Information retrieval
Information retrieval is responsible for retrieving relevant/candidate information from the global corpus and passing it to the final answer generation module. Differences in information corpus, and industry
Information retrieval
Information retrieval is responsible for retrieving relevant/candidate information from the global corpus and passing it to the final answer generation module. Different information corpora, as well as different business scenarios, there are many forms of retrieval methods.

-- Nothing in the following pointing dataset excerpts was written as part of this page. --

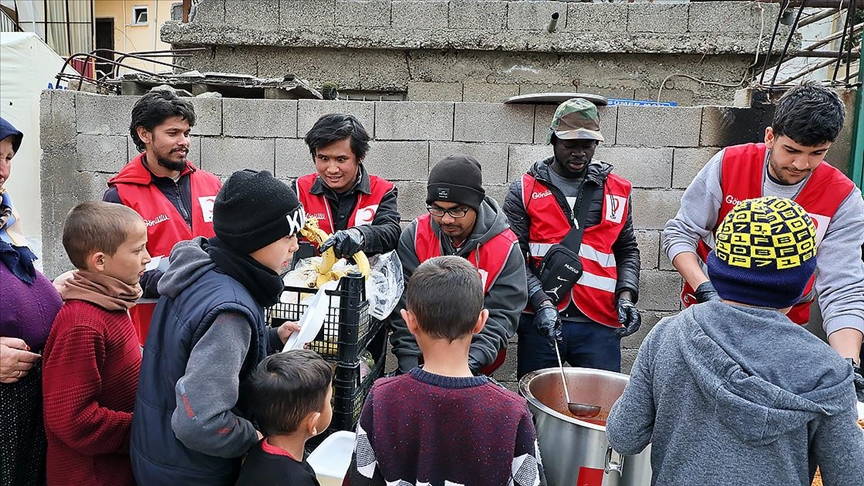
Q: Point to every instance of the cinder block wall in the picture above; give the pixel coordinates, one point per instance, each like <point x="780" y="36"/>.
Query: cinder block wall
<point x="85" y="139"/>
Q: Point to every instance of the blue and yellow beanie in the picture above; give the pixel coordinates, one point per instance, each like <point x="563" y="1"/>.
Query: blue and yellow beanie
<point x="765" y="253"/>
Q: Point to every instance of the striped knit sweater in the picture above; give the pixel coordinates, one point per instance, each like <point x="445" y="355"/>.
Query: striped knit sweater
<point x="423" y="428"/>
<point x="90" y="377"/>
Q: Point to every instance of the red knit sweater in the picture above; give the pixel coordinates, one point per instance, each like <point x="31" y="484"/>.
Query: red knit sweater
<point x="89" y="378"/>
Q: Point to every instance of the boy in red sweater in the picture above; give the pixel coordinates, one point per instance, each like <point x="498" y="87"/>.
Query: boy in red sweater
<point x="441" y="424"/>
<point x="92" y="358"/>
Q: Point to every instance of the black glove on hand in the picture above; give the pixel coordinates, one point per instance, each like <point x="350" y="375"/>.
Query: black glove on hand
<point x="345" y="243"/>
<point x="859" y="380"/>
<point x="705" y="292"/>
<point x="548" y="323"/>
<point x="629" y="317"/>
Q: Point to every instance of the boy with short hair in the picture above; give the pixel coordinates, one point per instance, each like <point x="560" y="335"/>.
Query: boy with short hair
<point x="92" y="358"/>
<point x="440" y="424"/>
<point x="289" y="396"/>
<point x="732" y="391"/>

At present, we mainly use inverted text retrieval and vector-based semantic retrieval. The former is a traditional full-text search engine. The advantage is that it is simple to implement and has high accuracy. However, it has a large dependence on the construction of the corpus. The latter is a better implementation of the semantic search engine. The advantage is that the generalization ability is strong. But there is a certain false trigger rate. The two sets of indexing mechanisms have their own advantages and disadvantages. Combining different corpora and business scenarios, using different indexing mechanisms, they will also be used in combination with each other to give play to their respective advantages.
Answer generation
Based on the candidate answers on the search side, further fine-choice, answer extraction, and confidence calculation are needed to finally obtain accurate and concise answers. PairQA, more is a strict sorting + confidence calculation through machine learning models and methods such as CNN, DSSM, GBDT; DeepQA, which is oriented to unstructured document/community corpus, requires deeper processing, including integration. Simple summary extraction of Bi-LSTM RNN model, cross-validation between answers to synonyms, and answer correlation verification.
Corpus construction
The construction of the corpus is the basis of QABot. Whether it is a question or answer for a specific field (such as mother and child, three countries, street dance), or an open domain question and answer (such as a chat), it is inseparable from the support of high quality corpus. For the Tmall Genie scene, we implemented a set of data mining and operational production processes for colloquial question and answer, including open problem mining, scene problem mining, socialized answer production, and high-quality answer extraction.
Graph engine
Knowledge map is the core infrastructure of Shenma search. It is also the oldest data product with the help of search big data and natural language processing and deep learning technology. It plays a key role in the process of search knowledge and intelligent development. Based on knowledge maps and natural language understanding, we have built three main products: knowledge cards, entity recommendations, and accurate questions and answers. In the intelligent dialogue business, for the scene of the speaker, it also focuses on the construction of recipes, ancient poetry, the Three Kingdoms, the world's most outstanding skills, and output to the Tmall Genie. On the production side, on the one hand, it continuously introduces cutting-edge new technologies of knowledge extraction and knowledge reasoning, on the other hand, it also establishes a socialized production model of maps to continuously build and supplement knowledge in professional fields, so that knowledge maps are better for business. Empowerment.
Summary
Last year, the intelligent dialogue team initially completed the technical upgrade from search to intelligent dialogue, and precipitated the architecture, algorithm, operation and content system of AI+ information service in actual combat. In the grateful era, the road to AI dialogue is very long, and we work together.